Proprio
mentre infuriava la reazione borbonica, spietata e sanguinaria,
nel settembre del 1799, quasi novantenne, nella sua casa di campagna,
si spegneva il vecchio don Gennaro Falanga. Era stato parroco e
poi preposito curato per ben cinquantotto anni.
Il 27 dello stesso mese i governatori laici della chiesa di S. Croce,
avvalendosi del loro diritto di nomina - come giustamente scrive
il Garofalo, e non come aveva scritto il pronipote del Beato, il
sac.
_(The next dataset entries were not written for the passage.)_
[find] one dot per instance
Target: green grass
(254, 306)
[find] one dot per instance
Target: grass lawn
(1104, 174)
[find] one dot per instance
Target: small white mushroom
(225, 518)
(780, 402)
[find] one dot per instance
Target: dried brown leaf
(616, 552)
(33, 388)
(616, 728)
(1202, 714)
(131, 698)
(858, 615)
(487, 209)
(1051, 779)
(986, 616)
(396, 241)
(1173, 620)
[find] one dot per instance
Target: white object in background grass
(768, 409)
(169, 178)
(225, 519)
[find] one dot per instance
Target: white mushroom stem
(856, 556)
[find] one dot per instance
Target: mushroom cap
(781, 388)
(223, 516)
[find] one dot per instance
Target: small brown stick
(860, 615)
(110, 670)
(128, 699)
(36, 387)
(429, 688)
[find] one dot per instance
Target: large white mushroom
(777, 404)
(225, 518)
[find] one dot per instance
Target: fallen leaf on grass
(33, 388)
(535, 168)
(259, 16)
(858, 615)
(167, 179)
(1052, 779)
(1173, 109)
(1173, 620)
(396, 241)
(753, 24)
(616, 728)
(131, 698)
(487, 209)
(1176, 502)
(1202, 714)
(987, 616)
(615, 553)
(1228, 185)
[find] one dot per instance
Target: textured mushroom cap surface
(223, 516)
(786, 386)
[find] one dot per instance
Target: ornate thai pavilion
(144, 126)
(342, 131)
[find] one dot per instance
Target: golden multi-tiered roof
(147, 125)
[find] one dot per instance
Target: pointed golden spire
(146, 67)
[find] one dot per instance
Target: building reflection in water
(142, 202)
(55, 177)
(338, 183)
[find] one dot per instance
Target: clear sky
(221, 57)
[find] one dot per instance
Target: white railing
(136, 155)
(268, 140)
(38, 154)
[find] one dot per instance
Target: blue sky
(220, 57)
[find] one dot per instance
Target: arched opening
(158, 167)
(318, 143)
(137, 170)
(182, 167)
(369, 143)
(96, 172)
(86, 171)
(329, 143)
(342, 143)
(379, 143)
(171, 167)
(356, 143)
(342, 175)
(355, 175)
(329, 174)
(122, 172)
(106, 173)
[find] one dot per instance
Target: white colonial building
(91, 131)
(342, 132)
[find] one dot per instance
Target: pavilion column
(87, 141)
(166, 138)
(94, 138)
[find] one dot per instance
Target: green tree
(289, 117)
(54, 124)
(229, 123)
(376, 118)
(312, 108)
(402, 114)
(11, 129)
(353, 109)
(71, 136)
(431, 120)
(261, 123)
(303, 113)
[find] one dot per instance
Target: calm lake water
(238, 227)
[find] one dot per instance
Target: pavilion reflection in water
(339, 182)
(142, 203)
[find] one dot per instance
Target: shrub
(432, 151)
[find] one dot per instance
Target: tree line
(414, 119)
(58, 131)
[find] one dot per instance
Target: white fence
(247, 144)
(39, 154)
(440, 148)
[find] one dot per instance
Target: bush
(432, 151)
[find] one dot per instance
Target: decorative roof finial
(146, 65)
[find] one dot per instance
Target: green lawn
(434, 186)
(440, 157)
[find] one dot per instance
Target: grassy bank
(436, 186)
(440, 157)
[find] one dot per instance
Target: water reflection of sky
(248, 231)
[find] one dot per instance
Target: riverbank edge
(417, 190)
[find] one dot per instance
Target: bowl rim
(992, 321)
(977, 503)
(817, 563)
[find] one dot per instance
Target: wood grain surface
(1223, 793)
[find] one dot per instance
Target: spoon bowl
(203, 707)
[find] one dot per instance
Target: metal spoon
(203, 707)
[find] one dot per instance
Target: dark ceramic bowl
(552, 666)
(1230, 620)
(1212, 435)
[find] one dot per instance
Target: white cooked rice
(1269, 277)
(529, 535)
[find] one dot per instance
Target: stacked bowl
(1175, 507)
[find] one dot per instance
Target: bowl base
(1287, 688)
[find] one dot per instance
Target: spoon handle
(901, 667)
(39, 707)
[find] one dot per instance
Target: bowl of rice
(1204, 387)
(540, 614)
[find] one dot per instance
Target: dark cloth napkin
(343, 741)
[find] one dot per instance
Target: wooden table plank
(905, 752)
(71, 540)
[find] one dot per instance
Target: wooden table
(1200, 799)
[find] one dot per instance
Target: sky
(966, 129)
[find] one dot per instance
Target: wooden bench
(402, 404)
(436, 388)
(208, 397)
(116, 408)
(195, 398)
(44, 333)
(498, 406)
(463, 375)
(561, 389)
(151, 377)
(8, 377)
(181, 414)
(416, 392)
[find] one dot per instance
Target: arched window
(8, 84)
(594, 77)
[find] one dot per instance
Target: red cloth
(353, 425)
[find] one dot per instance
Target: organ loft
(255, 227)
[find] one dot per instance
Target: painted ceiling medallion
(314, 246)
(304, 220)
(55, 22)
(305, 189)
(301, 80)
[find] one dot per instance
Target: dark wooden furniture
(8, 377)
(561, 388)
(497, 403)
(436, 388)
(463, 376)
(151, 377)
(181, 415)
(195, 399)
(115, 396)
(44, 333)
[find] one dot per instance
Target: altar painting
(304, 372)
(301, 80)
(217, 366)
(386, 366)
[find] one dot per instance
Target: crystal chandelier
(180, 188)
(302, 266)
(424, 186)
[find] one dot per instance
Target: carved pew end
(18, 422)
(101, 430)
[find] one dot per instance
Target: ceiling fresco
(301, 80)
Giuseppe Romano, secondo il quale
Il governo laico di allora DICEVA DI AVERE DIRITTO di nominare e
presentare all'Ordinario Diocesano il Preposito Curato -
All'unanimità segnalarono alla Curia arcivescovile il
nome di Vincenzo Romano.
Don Giuseppe Romano scrisse pure (1881) che il prozio andò
a prostrarsi ai piedi del cardinale supplicandolo di nominare un
sacerdote più degno di lui e che l'Eminentissimo Porporato
Con tuono autorevole di voce preruppe: Ebbene? Che cosa avete
promessa nella S. Ordinazione
Al proprio Vescovo? Eminentissimo - rispose Vincenzo - Obbedienza
- Dunque - replicò l'Eminentissimo Arcivescovo - Obbedite.
Certamente non si tratta dell'arcivescovo, perché il
vecchio cardinale Zurlo, fin dal 5 agosto, aveva lasciato l'Arcivescovado,
dove morirà il 31 dicembre 1801, senza mai più tornare
a Napoli, e data la sua tarda età, non poté nemmeno
partecipare al Conclave di Venezia in cui, il 14 marzo 1800, venne
eletto papa Pio VII.
Al cardinale Giuseppe Capace Zurlo, sulla Cattedra di S. Aspreno,
seguì il napoletano Giovanni Vincenzo Manforte che fu arcivescovo
di Napoli soltanto per sedici giorni. A questo successe il cardinale
Luigi Ruffo Scilla.
Nel 1806 la grande mole della nuova chiesa di S. Croce era già
stata completata e coperta in tutta la parte grezza, tanto che don
Vincenzo volle benedirla, anche se occorrevano ancora anni ed anni
per portare a termine la colossale opera.